Hurst, pahlawan kemenangan Inggris di Piala Dunia 1966, mengungkapkan kegembiraannya melihat sikap percaya diri yang ditunjukkan skuad saat ini. Berbicara setelah Three Lions memastikan tempat di semifinal, pria berusia 84 tahun itu mengungkapkan bahwa ia menganggap reaksi Bellingham terhadap kritik dari dalam dan luar tim sebagai hal yang menyegarkan, di tengah persiapan tim menghadapi laga krusial melawan Argentina.

Pahlawan hat-trick tahun 1966 itu menilai tanggapan sang bintang asal Birmingham terhadap kritik dari Tuchel sangat ‘luar biasa’. Ia mengatakan kepada Mirror: “Saya sangat menyukai fakta bahwa Tuchel mengatakan kami belum bermain dalam performa terbaik, dan itu sangat menggembirakan. Tanggapan Bellingham yang mengatakan ‘terserah’ memang membuat saya tertawa, itu sangat lucu. Saya suka sikap seperti itu, itu respons yang fantastis. Sekarang, saya tidak akan terkejut jika kami memenangkan Piala Dunia. Keempat tim semifinalis adalah tim-tim yang diprediksi oleh kebanyakan orang.”

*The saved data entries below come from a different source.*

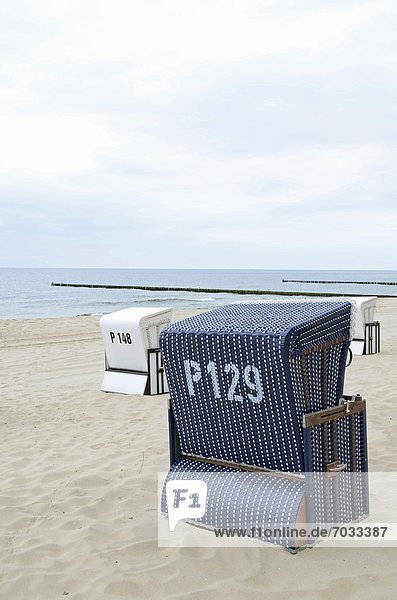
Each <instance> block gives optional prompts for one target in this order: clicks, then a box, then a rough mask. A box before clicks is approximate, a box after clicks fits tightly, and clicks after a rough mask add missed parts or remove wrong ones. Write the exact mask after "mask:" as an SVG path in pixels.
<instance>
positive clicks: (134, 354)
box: [100, 308, 172, 395]
mask: <svg viewBox="0 0 397 600" xmlns="http://www.w3.org/2000/svg"><path fill="white" fill-rule="evenodd" d="M171 316H172V309H170V308H127V309H124V310H119V311H117V312H114V313H110V314H108V315H104V316H103V317H101V319H100V328H101V332H102V337H103V341H104V345H105V373H104V378H103V382H102V388H101V389H102V391H103V392H118V393H120V394H140V395H143V394H145V393H146V394H150V395H154V394H163V393H165V392H167V391H168V387H167V382H166V379H165V376H164V370H163V366H162V359H161V352H160V350H159V335H160V331H161V330H162V329H163V328H164V327H165V326H166V325H168V324H169V323H170V322H171Z"/></svg>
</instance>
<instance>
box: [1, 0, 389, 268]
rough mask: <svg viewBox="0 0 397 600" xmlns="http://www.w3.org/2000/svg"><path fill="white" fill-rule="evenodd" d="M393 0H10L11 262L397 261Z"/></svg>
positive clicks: (36, 262) (100, 263)
mask: <svg viewBox="0 0 397 600" xmlns="http://www.w3.org/2000/svg"><path fill="white" fill-rule="evenodd" d="M396 31H397V2H396V1H395V0H390V1H387V0H386V1H383V0H379V1H378V0H370V1H368V2H366V1H365V0H364V1H362V0H360V1H350V0H341V1H338V0H332V1H331V0H330V1H326V0H324V1H322V0H318V1H308V0H299V1H298V0H294V1H293V0H290V1H288V0H275V1H267V0H26V1H23V0H13V1H12V2H11V1H10V0H0V55H1V58H0V65H1V67H0V224H1V241H0V265H1V266H11V267H13V266H16V267H18V266H21V267H75V266H76V267H77V266H82V267H114V268H123V267H131V268H138V267H154V268H156V267H158V268H161V267H164V268H165V267H170V268H263V269H268V268H318V269H321V268H326V269H332V268H335V269H340V268H351V269H396V268H397V267H396V257H397V191H396V188H397V98H396V88H397V36H396Z"/></svg>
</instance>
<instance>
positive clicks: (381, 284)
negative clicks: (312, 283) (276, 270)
mask: <svg viewBox="0 0 397 600" xmlns="http://www.w3.org/2000/svg"><path fill="white" fill-rule="evenodd" d="M282 282H283V283H354V284H357V285H397V281H330V280H328V281H317V280H310V279H282ZM349 295H350V296H351V295H352V294H349Z"/></svg>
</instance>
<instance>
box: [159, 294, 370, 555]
mask: <svg viewBox="0 0 397 600" xmlns="http://www.w3.org/2000/svg"><path fill="white" fill-rule="evenodd" d="M351 313H352V306H351V303H350V302H344V301H335V302H329V301H327V302H323V303H322V302H310V301H308V302H297V303H293V302H289V303H284V304H283V303H276V304H275V303H268V304H266V303H258V304H252V303H250V304H233V305H229V306H225V307H221V308H217V309H215V310H212V311H210V312H208V313H204V314H200V315H197V316H193V317H191V318H188V319H185V320H183V321H179V322H176V323H173V324H171V325H169V326H168V327H166V328H165V329H164V330H163V331H162V333H161V337H160V346H161V350H162V354H163V360H164V367H165V371H166V376H167V380H168V385H169V390H170V408H169V432H170V472H169V474H168V480H173V479H178V478H179V479H190V478H191V479H203V480H205V481H206V482H207V487H208V496H207V510H206V513H205V514H204V516H203V517H201V518H200V519H194V520H193V521H194V523H195V524H196V525H202V526H203V527H209V528H225V527H226V526H227V527H229V528H243V527H245V528H246V529H248V530H249V531H251V530H252V531H253V532H259V534H258V533H256V534H255V533H253V535H255V537H259V538H261V539H262V538H263V539H265V538H264V536H263V535H262V534H261V532H263V531H264V530H265V529H266V530H269V528H271V527H273V528H274V527H281V526H283V527H284V528H285V529H284V531H287V533H285V534H283V535H279V536H278V537H277V538H275V537H272V536H270V541H272V542H274V543H276V544H280V545H283V546H285V547H287V548H295V547H296V546H298V545H299V543H298V542H297V541H296V539H295V537H294V536H291V535H289V534H288V529H287V528H288V527H290V528H294V527H296V526H297V524H298V523H302V522H307V523H310V524H323V523H327V524H330V523H347V522H351V521H353V520H358V519H359V518H361V517H362V516H364V515H366V514H367V513H368V494H367V487H366V480H365V478H361V475H362V474H365V473H366V471H367V445H366V422H365V401H364V400H363V399H362V398H361V397H360V396H356V397H353V398H347V397H343V385H344V374H345V365H346V359H347V353H348V348H349V344H350V337H351V333H350V332H351V329H352V322H351V320H352V314H351ZM320 474H321V475H320ZM346 474H347V475H348V476H347V477H346ZM353 475H354V476H356V475H358V477H359V479H358V480H357V479H356V478H354V479H353ZM164 502H165V501H164ZM163 509H164V511H165V512H166V511H167V507H166V506H165V504H163ZM309 538H310V536H308V537H307V538H306V539H305V540H304V542H303V545H304V544H310V543H311V540H310V539H309ZM266 539H267V540H269V536H266ZM301 543H302V542H301Z"/></svg>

Standar tinggi dan target bersejarah Tuchel

Meskipun Bellingham tampil heroik dan menjadi penentu kemenangan melawan Norwegia, Tuchel tetap mengkritik penampilan tim secara keseluruhan, sehingga memicu spekulasi adanya ketegangan di dalam skuad. Namun, Hurst yakin bahwa mantan pelatih Chelsea dan Bayern Munich itu adalah orang yang tepat untuk membawa Inggris meraih kejayaan, meskipun ia akan menjadi orang non-Inggris pertama yang memenangkan trofi tersebut untuk The Three Lions.

Hurst mencatat bahwa belum ada tim nasional yang pernah menjuarai Piala Dunia di bawah asuhan manajer asing, namun ia yakin dengan persiapan yang dilakukan Tuchel. Ia menambahkan: “Namun, saya yakin Inggris dan Tuchel telah melakukan persiapan matang dan menganalisis pertandingan-pertandingan Argentina sebelumnya. Jika kami berhasil menjuarainya di bawah asuhan manajer asal Jerman, kami akan memujinya sebagai manajer terhebat sejak Sir Alf Ramsey 60 tahun yang lalu.”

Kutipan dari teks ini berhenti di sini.